I understand that this is my own opinion. And if I remember well, you said that spirituality (a realm you are now functioning in) will not confine you into dimensions of what men may give their opinion towards. Even before the talk show, you used your Facebook wall to warn whoever attacked your ‘father’, that you will take them head on not to explain yourself or defend what you did but to usher to them their reward in full measure, pressed down, shaken together and running over. I therefore expect a not-so-nice reply but just know that I will take it in good faith. Remember that I am also a struggling Christian and any hint that can lead me to the real light, I will so much appreciate.
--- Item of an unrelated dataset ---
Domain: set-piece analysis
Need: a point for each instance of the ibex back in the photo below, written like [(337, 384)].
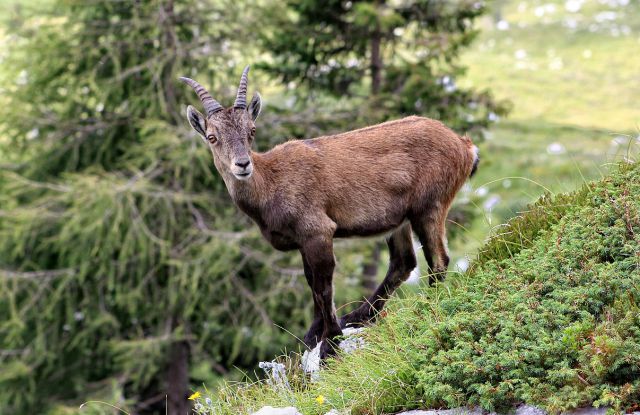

Simon, I share in your plight that we have lived in a generation where we have seen many things going wrong. I believe like you rightly suggested that, ‘this has confounded the wisdom of those who claim to hold the spiritual authority.’ But my brother are we all going to pick up robes and hijack the spiritual places, and become spiritual leaders when we haven’t been called by God himself yet? Maybe for you, you have already received your call because I saw you cynic the three panelists who had spects on and actually requested to give them an instant healing miracle. Had the moderator given you chance, those men would now be free to see the sight rhyme in this sentence.
Nevertheless, I am still proud of you. I love your charisma. And I am one person who still believes that you are part of the youth that are going to change Uganda, although now I am doubting if it is for the better. Looking forward to seeing you make manifest.